Triggers in religous rituals


A friend took me to a Unitarian Universalist church service, and one of the things which I noticed about that particular service (I don’t know how representative it is of all UU churches or services) was the notable lack of what I can only term as “trigger words” used in their worship service.

Perhaps the best way to describe it is by example. In my tradition, a very common pattern to start a prayer is for the worship leader to say, “The Lord be with you”, to which the response (said by the entire congregation) is “And also with you”, which in turn is followed by “Let us pray” and the actual prayer itself. This is a very common “design pattern”, which is used in many different contexts; perhaps at least 2 or 3 times in every Sunday service. The response is so automatic that sometimes it is used at retreats or at church meetings to call a gathering of people to order. The worship leader need only to say, “The Lord be with you” loudly, and everyone will instantly stop talking and respond “And also be with you”. These sets of phrases act almost like a post-hypnotic trigger, helping everyone to enter into the right frame of mind to begin a prayer.

At the UU service that I intended, there was a very little of anything that I could could serve as these sorts of triggers. Instead, the leader said something like, “we will now offer up any joys and concerns”; and at the end of the service, she simply said, “This service is now concluded”. (In contrast, in an Episcopal service, a service might be concluded with “Let us go forth rejoicing in the power of the Spirit. Alleluia, alleluia”, to which the response would be, “Thanks be to God. Alleluia, alleluia”.)

Participating in a worship service that didn’t have these triggers caused me to see how much I had gotten used to them as a way to help me enter into the different parts of a worship service. I suspect I could get used to a different set of triggers, but the traditional Episcopal triggers have been programmed in my having attended hundreds if not thousands of services throughout my life. Perhaps that’s one of the reasons why attempts to change the Episcopal liturgies in ways that radically change or restructure these trigger phrases are met with quite a bit of resistance. Sometimes they are necessary, when our understanding of theology has changed over time, but these triggers seem to speak to us at a level that goes beyond rationality or theology.

That’s not to say that the UU service had no such triggers. At the beginning of the service, they did ring a bell three times, in what was very clearly intended to be a call to prepare for worship. And shortly after that, a candle which was floating in a chalice was lit, serving a similar purpose. But aside from that, most of the rest of the service spoke to the head, with very little that sparked an ineffable sence of the holy.

I chatted with my friend afterwards, and she told me that this wasn’t an accident. According to her, many Unitarians apparently don’t like that kind of liturgy. Perhaps they are seen as “magic words” to folks that prefer a strict sense of rationality.

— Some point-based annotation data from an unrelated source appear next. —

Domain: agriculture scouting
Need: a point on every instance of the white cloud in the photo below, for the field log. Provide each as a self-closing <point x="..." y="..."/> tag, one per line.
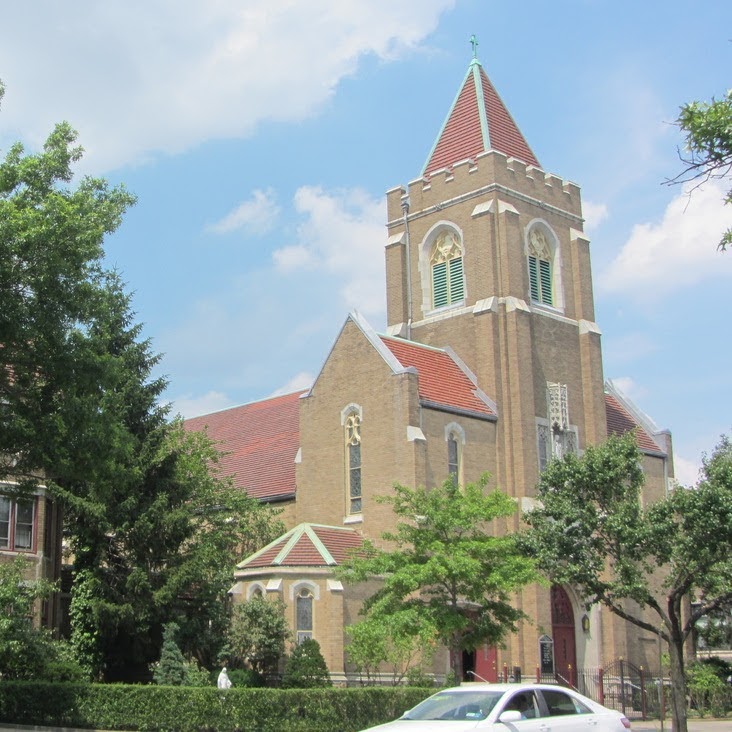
<point x="679" y="251"/>
<point x="629" y="347"/>
<point x="686" y="471"/>
<point x="188" y="406"/>
<point x="178" y="73"/>
<point x="594" y="213"/>
<point x="343" y="234"/>
<point x="256" y="215"/>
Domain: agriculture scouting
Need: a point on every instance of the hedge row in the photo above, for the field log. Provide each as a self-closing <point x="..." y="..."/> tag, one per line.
<point x="180" y="709"/>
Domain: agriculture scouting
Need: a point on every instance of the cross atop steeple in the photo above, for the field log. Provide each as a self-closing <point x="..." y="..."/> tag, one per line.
<point x="477" y="122"/>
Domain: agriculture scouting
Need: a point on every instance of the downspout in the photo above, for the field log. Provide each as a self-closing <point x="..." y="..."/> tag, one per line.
<point x="405" y="211"/>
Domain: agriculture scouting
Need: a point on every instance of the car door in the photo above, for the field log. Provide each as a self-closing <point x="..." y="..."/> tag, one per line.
<point x="566" y="713"/>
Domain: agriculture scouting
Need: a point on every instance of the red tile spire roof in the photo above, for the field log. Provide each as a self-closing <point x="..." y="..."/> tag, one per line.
<point x="478" y="121"/>
<point x="443" y="382"/>
<point x="620" y="419"/>
<point x="307" y="545"/>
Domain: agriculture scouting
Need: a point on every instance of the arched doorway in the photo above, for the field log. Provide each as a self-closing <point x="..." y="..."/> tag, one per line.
<point x="565" y="650"/>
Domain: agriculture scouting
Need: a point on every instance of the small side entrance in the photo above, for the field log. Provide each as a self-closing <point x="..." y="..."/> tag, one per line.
<point x="563" y="632"/>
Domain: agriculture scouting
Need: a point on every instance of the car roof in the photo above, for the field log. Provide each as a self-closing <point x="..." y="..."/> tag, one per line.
<point x="502" y="688"/>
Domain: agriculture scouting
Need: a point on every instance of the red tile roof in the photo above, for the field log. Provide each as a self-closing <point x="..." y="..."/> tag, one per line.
<point x="258" y="442"/>
<point x="620" y="420"/>
<point x="307" y="545"/>
<point x="442" y="381"/>
<point x="478" y="121"/>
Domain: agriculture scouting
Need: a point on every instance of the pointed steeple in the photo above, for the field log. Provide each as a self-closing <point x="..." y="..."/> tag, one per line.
<point x="477" y="122"/>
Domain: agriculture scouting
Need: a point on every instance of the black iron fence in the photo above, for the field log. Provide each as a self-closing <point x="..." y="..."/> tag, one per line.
<point x="619" y="685"/>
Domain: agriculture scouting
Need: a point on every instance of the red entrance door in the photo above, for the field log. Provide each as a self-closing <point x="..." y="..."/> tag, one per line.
<point x="565" y="651"/>
<point x="485" y="664"/>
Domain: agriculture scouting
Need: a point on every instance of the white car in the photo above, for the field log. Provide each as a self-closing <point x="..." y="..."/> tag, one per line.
<point x="508" y="708"/>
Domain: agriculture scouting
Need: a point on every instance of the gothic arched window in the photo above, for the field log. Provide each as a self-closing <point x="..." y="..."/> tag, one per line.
<point x="540" y="267"/>
<point x="455" y="438"/>
<point x="304" y="614"/>
<point x="446" y="266"/>
<point x="352" y="426"/>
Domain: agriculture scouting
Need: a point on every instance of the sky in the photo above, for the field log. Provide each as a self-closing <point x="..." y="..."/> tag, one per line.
<point x="260" y="138"/>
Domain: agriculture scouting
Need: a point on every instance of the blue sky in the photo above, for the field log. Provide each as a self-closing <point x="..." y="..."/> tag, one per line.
<point x="260" y="138"/>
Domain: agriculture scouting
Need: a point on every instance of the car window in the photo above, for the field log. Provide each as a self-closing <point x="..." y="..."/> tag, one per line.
<point x="524" y="702"/>
<point x="456" y="705"/>
<point x="559" y="703"/>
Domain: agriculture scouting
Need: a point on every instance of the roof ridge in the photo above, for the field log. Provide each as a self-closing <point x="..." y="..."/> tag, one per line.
<point x="409" y="342"/>
<point x="247" y="404"/>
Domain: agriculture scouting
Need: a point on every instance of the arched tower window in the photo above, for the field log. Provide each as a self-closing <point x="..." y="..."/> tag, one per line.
<point x="446" y="266"/>
<point x="304" y="614"/>
<point x="453" y="463"/>
<point x="540" y="267"/>
<point x="352" y="430"/>
<point x="455" y="438"/>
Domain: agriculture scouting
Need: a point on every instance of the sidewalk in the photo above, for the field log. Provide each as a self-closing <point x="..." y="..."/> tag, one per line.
<point x="695" y="725"/>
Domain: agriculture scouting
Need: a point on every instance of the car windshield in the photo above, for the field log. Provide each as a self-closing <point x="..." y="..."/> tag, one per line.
<point x="456" y="705"/>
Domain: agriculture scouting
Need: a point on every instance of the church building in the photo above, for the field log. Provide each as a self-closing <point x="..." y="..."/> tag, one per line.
<point x="491" y="362"/>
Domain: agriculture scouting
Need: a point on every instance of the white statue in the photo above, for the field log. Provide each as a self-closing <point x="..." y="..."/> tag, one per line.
<point x="224" y="681"/>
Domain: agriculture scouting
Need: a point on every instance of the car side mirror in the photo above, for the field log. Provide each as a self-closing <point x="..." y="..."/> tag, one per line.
<point x="510" y="716"/>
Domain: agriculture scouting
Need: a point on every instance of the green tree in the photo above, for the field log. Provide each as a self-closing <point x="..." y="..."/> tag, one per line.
<point x="592" y="531"/>
<point x="305" y="667"/>
<point x="707" y="154"/>
<point x="258" y="634"/>
<point x="402" y="641"/>
<point x="447" y="565"/>
<point x="24" y="649"/>
<point x="82" y="411"/>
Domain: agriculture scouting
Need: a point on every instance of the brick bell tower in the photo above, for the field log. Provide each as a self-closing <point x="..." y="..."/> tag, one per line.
<point x="486" y="254"/>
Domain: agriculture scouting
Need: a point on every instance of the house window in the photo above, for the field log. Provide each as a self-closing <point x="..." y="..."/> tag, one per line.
<point x="304" y="614"/>
<point x="540" y="267"/>
<point x="455" y="438"/>
<point x="16" y="524"/>
<point x="446" y="264"/>
<point x="555" y="436"/>
<point x="353" y="449"/>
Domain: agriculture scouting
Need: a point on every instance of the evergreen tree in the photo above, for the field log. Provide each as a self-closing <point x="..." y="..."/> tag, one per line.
<point x="643" y="561"/>
<point x="153" y="532"/>
<point x="258" y="634"/>
<point x="446" y="566"/>
<point x="305" y="667"/>
<point x="172" y="669"/>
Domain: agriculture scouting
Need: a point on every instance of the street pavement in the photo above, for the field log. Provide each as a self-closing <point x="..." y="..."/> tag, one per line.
<point x="695" y="725"/>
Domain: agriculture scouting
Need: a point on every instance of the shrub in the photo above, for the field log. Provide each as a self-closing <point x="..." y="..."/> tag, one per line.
<point x="153" y="707"/>
<point x="708" y="693"/>
<point x="173" y="669"/>
<point x="306" y="667"/>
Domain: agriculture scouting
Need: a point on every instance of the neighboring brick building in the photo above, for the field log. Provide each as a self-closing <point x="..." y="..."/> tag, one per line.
<point x="491" y="363"/>
<point x="30" y="527"/>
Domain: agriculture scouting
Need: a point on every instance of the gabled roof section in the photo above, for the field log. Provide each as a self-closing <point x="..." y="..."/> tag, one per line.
<point x="258" y="443"/>
<point x="444" y="383"/>
<point x="477" y="122"/>
<point x="307" y="545"/>
<point x="623" y="416"/>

A few months ago, when planning our Easter Eve service at our church, the traditional “lighting of the new fire” was replaced with a different framework. Traditionally, the “new fire” is lit while the congregation is sitting in complete darkness, holding unlit candles. Once it is lit, the bright fire in the back of the church is used to light the Pascal candle, and from that central candle, the fire is passed along to everyone in the congregation, so that by the time Easter Eve processional begins, there is a very strong contrast between the darkness at the very beginning of the service, to one where the church is lit from everybody’s candles — from hundreds of points of light, all stemming from the “new fire”. It represents the coming of Light to the world, and then the spreading of that light from one person to another, pushing back the darkness. To me, it is a very special part of the Easter Eve service.

In one of the explanations for why the traditional “new fire” liturgy was replaced, it was put down by dismissively by calling it a “magic fire”. I missed it, and I think I now know why — to me, the magic is important. It speaks to a part of me and fills a need in me that goes beyond rationality. And in this world that tends to celebrate the intellectual side of things beyond all others, that’s something which is incredibly valuable to me.